高阶拓扑量子物态自从2016年发现以来吸引了广泛的关注，成为了凝聚态以及超冷原子物理等领域的一个研究热点。由于这是一个刚兴起的领域，目前，虽然实验和理论方面都有一定的进展，但仍然有更丰富的物理值得发现。另外，超冷原子实验虽然在拓扑观测方面取得了很大的进展，但在高阶拓扑量子物态方面仍没有实验进展。本项目基于申请人以往在拓扑物态方面的研究，拟围绕超冷原子气体高阶拓扑量子物态展开以下理论研究：（1）探索超冷原子中实现和观测高阶拓扑量子物态可行的实验方案；另外，通过紧束缚近似方法，探索新的高阶量子物态和它们的性质。（2）通过含时演化的方法，研究高阶拓扑量子物态的非平衡动力学；另外，探索调控该拓扑物态的方法；（3）通过平均场方法，研究高阶拓扑量子物态能带中玻色爱因斯坦凝聚体的非线性性质。该项目的研究将拓展和加深人们对高阶拓扑相的认识和理解，并为超冷原子实现和观测高阶拓扑相奠定理论基础。

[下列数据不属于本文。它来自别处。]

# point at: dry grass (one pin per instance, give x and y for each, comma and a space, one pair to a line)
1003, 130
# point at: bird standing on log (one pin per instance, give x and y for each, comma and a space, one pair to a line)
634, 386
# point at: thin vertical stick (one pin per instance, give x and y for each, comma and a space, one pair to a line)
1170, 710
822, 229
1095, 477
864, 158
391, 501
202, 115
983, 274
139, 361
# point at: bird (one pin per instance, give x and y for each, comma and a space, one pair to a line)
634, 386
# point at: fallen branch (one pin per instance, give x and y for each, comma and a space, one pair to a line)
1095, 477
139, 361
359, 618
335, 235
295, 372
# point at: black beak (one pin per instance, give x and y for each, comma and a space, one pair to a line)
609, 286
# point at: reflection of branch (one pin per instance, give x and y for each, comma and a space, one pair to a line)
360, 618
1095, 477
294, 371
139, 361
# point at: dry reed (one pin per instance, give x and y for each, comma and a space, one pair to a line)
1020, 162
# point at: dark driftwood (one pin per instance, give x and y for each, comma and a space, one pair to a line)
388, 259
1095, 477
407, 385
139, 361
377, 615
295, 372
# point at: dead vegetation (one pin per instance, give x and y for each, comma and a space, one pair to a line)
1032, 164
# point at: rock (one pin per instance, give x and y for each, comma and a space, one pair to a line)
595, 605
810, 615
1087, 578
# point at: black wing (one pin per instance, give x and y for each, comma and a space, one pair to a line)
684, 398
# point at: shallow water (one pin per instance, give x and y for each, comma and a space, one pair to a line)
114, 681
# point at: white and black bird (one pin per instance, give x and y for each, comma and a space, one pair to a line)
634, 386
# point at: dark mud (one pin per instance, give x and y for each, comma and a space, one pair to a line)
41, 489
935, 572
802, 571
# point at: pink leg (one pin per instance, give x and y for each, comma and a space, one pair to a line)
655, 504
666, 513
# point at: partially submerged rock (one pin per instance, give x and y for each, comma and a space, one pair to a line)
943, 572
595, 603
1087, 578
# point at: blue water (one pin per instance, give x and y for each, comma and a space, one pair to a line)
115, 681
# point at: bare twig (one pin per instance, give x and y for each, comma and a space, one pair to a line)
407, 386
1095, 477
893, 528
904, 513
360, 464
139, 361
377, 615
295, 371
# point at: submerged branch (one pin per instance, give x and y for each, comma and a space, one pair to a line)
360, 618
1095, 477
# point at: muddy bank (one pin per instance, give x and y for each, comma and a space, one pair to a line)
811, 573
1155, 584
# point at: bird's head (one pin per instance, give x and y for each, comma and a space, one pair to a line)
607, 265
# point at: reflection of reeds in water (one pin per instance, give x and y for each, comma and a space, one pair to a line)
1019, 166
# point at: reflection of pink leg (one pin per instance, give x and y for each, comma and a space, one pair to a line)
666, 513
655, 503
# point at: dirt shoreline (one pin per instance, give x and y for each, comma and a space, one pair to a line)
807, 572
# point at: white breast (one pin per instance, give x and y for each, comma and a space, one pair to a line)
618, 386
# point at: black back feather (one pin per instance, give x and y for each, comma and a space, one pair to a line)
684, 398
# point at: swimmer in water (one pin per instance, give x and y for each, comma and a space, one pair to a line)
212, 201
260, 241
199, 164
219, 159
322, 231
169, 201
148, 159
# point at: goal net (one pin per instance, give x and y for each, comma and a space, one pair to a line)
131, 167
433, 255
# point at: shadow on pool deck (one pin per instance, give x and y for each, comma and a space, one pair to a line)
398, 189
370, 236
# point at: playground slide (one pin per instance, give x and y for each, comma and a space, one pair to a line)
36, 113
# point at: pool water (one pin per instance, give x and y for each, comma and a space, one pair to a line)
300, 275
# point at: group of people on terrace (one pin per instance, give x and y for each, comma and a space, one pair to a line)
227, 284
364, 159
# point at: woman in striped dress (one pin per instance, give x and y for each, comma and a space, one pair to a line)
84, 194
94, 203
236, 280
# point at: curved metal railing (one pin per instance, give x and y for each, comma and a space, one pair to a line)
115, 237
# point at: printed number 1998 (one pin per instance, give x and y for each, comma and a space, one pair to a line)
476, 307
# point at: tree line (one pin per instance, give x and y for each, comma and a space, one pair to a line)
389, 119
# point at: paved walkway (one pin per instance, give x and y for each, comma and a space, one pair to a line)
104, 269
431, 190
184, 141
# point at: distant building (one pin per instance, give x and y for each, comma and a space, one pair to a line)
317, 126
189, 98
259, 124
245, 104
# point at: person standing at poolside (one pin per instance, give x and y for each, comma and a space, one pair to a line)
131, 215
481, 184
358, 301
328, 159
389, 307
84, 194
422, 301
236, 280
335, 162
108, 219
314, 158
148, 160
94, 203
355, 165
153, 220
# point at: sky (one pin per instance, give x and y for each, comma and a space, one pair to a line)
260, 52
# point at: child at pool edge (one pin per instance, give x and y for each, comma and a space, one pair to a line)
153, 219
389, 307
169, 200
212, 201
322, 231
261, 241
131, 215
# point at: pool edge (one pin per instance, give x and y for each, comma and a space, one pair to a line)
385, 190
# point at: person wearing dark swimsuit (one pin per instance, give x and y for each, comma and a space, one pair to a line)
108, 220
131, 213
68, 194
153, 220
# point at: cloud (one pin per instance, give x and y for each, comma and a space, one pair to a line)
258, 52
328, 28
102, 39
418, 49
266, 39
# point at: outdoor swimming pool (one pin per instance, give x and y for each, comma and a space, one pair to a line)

Since their discovery in 2016, higher order topological matters have attracted considerable attention ranging from condensed matter physics to ultracold atomic gases. Even though the field has seen a rapid progress in both experiments and theory, many interesting and significant physics phenomena deserve to explore. While ultracold atomic gases have made significant progress in observing topological matters, higher order topological phases have not been observed there. Based on our previous research, this proposal will investigate the higher order topological phenomena in ultracold atomic gases. Specific projects include: (1) We will explore feasible experimental proposals for observing the higher order topological matters in cold atoms. In addition, we will explore new higher order topological phases and their properties by tight-binding methods. (2) We will study the non-equilibrium dynamics of the higher order topological matters by time evolution of the Schrodinger equation. Moreover, we will explore the method to control the topological matters. (3) We will use the mean field approximation to study the nonlinear properties of Bose-Einstein condensates in the higher order topological band. This proposal aims to lay the theoretical foundation for experimental observation of higher order topological phenomena in cold atoms, to deepen our understanding on these phenomena and discover new higher order phenomena.